The British and French governments place the blame on one another and both countries will accuse the gangs of people-smugglers as the direct cause of the tragedy. And we will watch both nations politicians shed crocodile tears as they prepare stringent plans that will most likely bring yet another calamity with their enforcement. We heard the sanctimonious fake sympathy in 2020, when a family of five Iraqi Kurds perished crossing the Channel with the body of their 15-month-old baby, Artin, washing up in Norway months later.
“To accuse only the smugglers is to hide the responsibility of the French and British authorities,” said l’Auberge des Migrants, an advocacy group that supports refugees and displaced people.
Describing the latest deaths as "truly heartbreaking", the British Red Cross called on the UK government to make it easier, not harder, to claim asylum in the UK.
Mike Adamson, the organisation's chief executive, said in a statement that "nobody puts their life at risk unless they are absolutely desperate and feel they have no other options".
Zoe Gardener from the Joint Council for the Welfare of Immigrants told the BBC that although the UK is a "compassionate country", it's also a rich, powerful and stable place that is "very able to offer protection to lots more refugees than we currently do".
Clare Moseley of the charity Care4Calais explained that the migrants lost their lives seeking a better future for themselves in the UK.
"Part of the worst thing for us is that every single one of those people who are refugees by definition has already suffered something horrific whether they've been through conflict, torture, persecution," she says. "The thought that somebody could escape from something really terrible, could go through hell, travel an immense journey of thousands of miles, to die at our border," she adds. "When they've come here seeking safety, they've come here seeking our help, the scale of the tragedy - that it's here that they die - is quite overwhelming."
Enver Solomon, the chief executive of the Refugee Council, said: “How many tragedies like this must we see before the government fundamentally changes its approach by committing to an ambitious expansion of safe routes for those men, women and children in desperate need of protection?
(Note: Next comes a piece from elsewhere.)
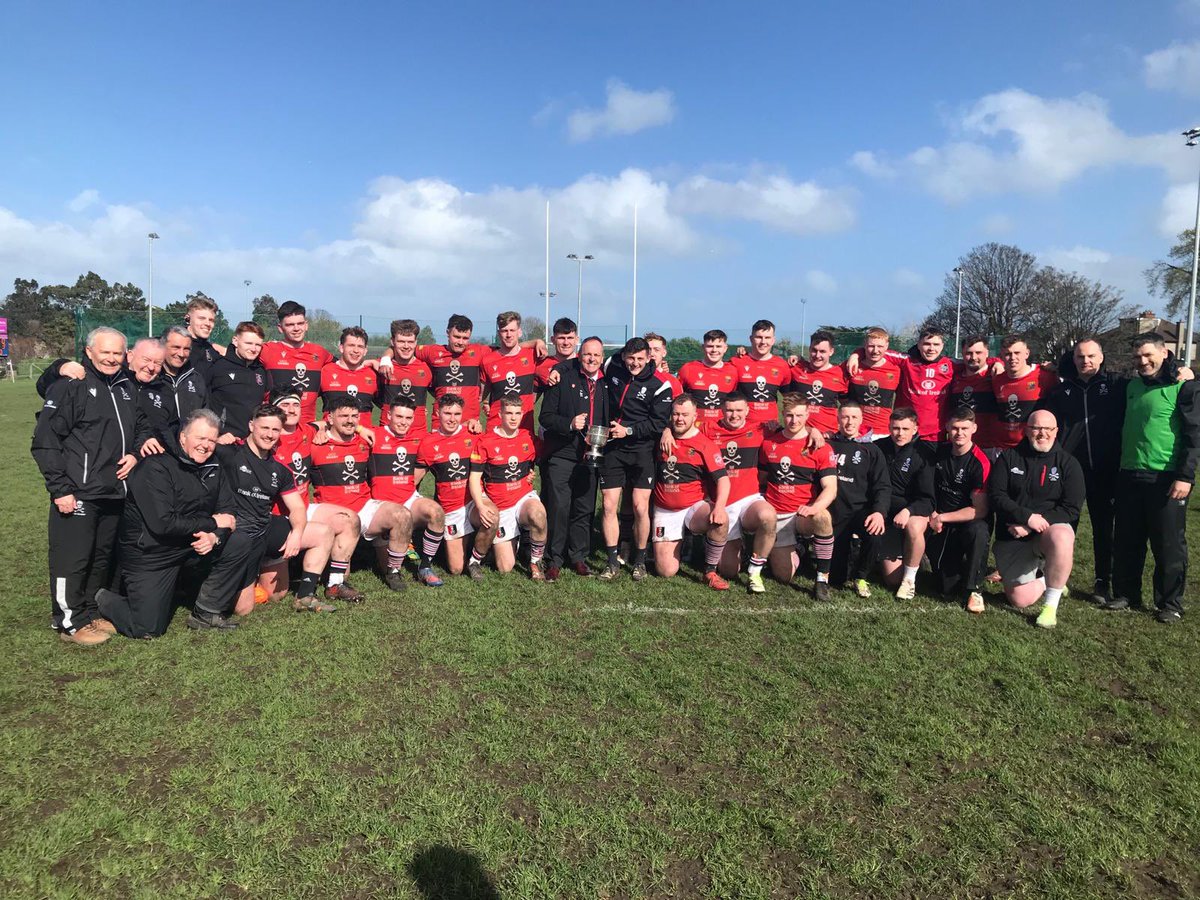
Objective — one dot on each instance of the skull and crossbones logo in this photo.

Every day, people are forced to flee their homes through no fault of their own. Now is the time to end the cruel and ineffective tactic of seeking to punish or push away those who try and find safety in our country.”
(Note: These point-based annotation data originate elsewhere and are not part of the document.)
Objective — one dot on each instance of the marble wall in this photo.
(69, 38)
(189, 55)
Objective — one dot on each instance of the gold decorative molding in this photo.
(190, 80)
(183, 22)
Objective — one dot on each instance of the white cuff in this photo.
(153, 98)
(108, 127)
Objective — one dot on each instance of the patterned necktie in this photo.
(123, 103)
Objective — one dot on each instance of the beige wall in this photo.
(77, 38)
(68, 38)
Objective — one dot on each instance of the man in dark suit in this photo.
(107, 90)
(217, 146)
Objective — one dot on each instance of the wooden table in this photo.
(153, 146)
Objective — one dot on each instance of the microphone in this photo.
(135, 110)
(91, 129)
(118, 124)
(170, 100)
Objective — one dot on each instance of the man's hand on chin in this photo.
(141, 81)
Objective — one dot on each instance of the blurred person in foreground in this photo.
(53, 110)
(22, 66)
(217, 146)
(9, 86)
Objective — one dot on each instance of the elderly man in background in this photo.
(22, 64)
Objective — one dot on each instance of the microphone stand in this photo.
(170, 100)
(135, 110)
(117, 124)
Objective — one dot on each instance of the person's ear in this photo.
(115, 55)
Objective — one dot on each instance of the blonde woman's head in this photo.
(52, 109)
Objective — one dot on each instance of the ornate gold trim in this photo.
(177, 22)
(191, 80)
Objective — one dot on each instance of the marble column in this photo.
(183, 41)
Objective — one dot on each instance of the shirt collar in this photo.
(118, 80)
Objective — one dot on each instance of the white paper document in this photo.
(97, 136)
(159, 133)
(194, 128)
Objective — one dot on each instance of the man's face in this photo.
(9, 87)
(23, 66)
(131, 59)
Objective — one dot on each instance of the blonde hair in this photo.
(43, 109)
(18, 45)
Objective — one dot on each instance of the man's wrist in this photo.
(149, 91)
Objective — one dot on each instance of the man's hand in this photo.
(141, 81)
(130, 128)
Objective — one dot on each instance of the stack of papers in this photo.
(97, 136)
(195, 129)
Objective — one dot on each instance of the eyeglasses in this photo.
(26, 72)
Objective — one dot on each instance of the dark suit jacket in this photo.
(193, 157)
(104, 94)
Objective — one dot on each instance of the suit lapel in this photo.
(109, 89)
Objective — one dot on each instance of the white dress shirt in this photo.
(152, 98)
Tom Davies, Amnesty International UK’s refugee and migrant rights campaign manager, asked: “How many more times must we see people lose their life trying to reach safety in the UK because of the woeful lack of safe means to do so?"
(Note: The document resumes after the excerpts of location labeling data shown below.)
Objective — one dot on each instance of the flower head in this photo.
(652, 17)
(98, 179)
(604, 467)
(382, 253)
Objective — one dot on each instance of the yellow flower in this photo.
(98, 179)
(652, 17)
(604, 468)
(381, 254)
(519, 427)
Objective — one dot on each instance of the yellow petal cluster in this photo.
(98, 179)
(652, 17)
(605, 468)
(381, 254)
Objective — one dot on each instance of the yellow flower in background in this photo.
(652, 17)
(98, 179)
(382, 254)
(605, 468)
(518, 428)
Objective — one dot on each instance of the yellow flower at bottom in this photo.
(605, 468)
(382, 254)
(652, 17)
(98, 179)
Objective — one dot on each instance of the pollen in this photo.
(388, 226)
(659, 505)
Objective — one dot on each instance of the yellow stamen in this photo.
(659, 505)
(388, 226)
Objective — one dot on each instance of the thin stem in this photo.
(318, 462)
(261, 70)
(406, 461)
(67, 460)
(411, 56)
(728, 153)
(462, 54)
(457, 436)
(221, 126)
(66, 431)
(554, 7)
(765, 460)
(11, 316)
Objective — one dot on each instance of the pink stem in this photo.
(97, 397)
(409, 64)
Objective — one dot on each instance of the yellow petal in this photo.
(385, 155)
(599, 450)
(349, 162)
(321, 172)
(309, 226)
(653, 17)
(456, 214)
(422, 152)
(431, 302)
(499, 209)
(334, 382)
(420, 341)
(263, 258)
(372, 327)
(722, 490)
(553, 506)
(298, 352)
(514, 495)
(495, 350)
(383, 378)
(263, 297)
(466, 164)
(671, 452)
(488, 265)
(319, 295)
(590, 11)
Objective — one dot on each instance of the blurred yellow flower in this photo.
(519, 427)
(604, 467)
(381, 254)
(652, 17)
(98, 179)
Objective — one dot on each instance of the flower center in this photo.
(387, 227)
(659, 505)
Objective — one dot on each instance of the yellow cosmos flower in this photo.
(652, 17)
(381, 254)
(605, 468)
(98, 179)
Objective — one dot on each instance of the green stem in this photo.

Beth Gardiner-Smith, CEO of Safe Passage International, said: The tragic truth is that these deaths could – and should - have been prevented. No one should have to risk their life to reach safety. Every day, men, women and children are having to make extraordinary efforts to reach safety, sanctuary and loved ones here in the UK because there is no other way. To prevent a repeat of this tragedy, refugees urgently need safe routes to reach their loved ones, find refuge and have the chance to rebuild their lives." She continued, "More and more people are risking the freezing, frightening journey across the Channel in small, unstable boats since the Government closed safe routes to the UK last year. Choosing to play politics with people’s lives, the Government has failed to prevent people risking the crossing and this is the result. The Government must act now to save lives by opening safe routes to the UK, and scrap their unworkable plans in the Nationality and Borders Bill which will only make the situation worse."
Pierre Roques, coordinator of the Auberge des Migrants NGO in Calais, said the Channel risked becoming as deadly for refugees as the Mediterranean which has seen a much heavier toll over the last years of migrants crossing, AFP reports.“People are dying in the Channel, which is becoming a cemetery. And as England is right opposite, people will continue to cross.”